In the 1970s, Janz created several time-based works of process art, including Six Sticks; Unfolding Sculptures; Shadow Lines; Chalk Shadows; Changing Lines; and Drawing in Parts. His 1970s works were informal, nomadic and ephemeral, and often documented photographically.

Later in his life, Janz focused on producing graffiti-type works in lower Manhattan. He would reconfigure paper advertisement posters, transforming them into images of birds, flowers, faces and landscapes; he also added painted imagery and wrote on billboards in the form of wordplay poetry. He also created a series of temporary graffiti works using only water brushed onto urban sidewalks and building facades. These works would evaporate, leaving only the photographs that documented the residue of the actions.

===Six Sticks===
In the 1970s Janz produced a series of recombinatory "stick sculptures" that could be arranged in a multiplicity of spatial variations within a set of conceptual constraints. In an exhibit brochure published by the Los Angeles County Museum of Art, Janz writes:

"The work in this exhibition, like all my work, originates in a love for the nomadic, the flexible and adaptive, and form that changes form. It proceeds from the ordinary observation that a blanket, or a shadow, or a set of dishes, is a single traveling shape."

Janz created several sets of Six Sticks that he deployed in spaces to explore changes in location and form by arranging and rearranging the sticks and photographing and exhibiting the various permutations. Some of the sets had different criteria for arrangement, such as in doorways or in glades. He also created "rules" such as arrangements where all the sticks must be touching, or all sticks were to lean against a wall at the same exact angle. These nomadic works could then be easily stacked and stored. This series was influenced by his travels in southern Spain while on a fellowship in 1965, which he describes as the beginning of his itinerant art of "rearrangement, portability and change" that are "open ended rather than fixed." He goes on to state:

"The versatility, adaptability and compactness valued by campers, mariners and gypsies have been a source for my thinking and so have the attitudes of many early cultures.
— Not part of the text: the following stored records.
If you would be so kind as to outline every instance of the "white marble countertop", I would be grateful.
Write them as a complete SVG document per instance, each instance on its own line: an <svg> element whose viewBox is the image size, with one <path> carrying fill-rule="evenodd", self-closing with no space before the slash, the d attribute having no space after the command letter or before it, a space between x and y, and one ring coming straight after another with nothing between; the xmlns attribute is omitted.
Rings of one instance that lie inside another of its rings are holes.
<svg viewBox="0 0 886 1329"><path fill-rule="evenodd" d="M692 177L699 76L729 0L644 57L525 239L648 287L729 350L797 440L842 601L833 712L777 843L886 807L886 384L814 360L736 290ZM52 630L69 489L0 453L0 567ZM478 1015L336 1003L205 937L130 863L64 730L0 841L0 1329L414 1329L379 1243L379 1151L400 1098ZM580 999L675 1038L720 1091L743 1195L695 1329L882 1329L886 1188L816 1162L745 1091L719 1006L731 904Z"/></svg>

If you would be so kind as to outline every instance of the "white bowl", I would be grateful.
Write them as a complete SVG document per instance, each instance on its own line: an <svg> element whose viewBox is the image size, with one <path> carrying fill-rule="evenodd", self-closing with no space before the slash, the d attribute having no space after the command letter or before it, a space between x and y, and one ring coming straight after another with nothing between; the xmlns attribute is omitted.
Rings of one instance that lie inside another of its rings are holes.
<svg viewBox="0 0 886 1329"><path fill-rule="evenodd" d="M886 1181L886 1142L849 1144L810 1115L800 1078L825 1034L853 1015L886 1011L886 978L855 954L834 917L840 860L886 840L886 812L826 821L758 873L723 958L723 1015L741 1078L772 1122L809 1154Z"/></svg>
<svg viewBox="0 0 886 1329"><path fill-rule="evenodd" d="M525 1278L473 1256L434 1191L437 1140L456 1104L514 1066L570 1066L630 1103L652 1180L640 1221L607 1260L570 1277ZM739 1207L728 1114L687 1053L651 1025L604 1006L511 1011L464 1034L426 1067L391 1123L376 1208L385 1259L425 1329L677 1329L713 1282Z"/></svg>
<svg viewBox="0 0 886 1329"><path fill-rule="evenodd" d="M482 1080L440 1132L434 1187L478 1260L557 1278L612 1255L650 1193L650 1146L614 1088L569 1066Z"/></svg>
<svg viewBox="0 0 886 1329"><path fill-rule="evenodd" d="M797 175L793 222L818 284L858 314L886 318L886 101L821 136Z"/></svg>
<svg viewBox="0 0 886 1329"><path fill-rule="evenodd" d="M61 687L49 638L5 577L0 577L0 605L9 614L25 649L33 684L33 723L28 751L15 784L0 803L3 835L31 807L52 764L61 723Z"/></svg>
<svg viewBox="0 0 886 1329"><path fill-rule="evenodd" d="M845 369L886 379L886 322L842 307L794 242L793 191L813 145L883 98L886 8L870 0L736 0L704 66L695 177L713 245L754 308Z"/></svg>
The philosophies of ancient China, for instance, with their emphasis on the dynamic flow that continuously relates all things, are fundamental to an art of changes."

In a review in Artforum, the art critic, Christopher Knight describes the work as "site-related", in that the artist and his objects are tied to the cirumstances of a particular place and situation that co-mingle as an interactive process.

==Exhibitions==

Janz exhibited his work internationally in Barcelona, Belfast, Los Angeles, Chicago, Lyon, Dublin, Montreal, among other locations. His work was included in three exhibitions at the Museum of Modern Art, New York, as well as White Columns, the Irish Museum of Modern Art among other venues. Janz' work was featured in two solo-shows at the Institute for Art and Urban Resources in New York City (now MoMA/P.S.1), as well as several one-person exhibitions at L.A. Louver Gallery.

==Legacy==
In 2020 a documentary film was made on him, titled Janz: In the Moment.

==Collections==
His work is included in the collections of the Portland Art Museum, the Barcelona Museum of Contemporary Art, the Williams College Museum of Art, the Neuberger Museum of Art, among other venues.

==Personal life==
Janz married the artist, Jennifer S. Kotter in 2009; they met in 1994, and she was his partner for 27 years.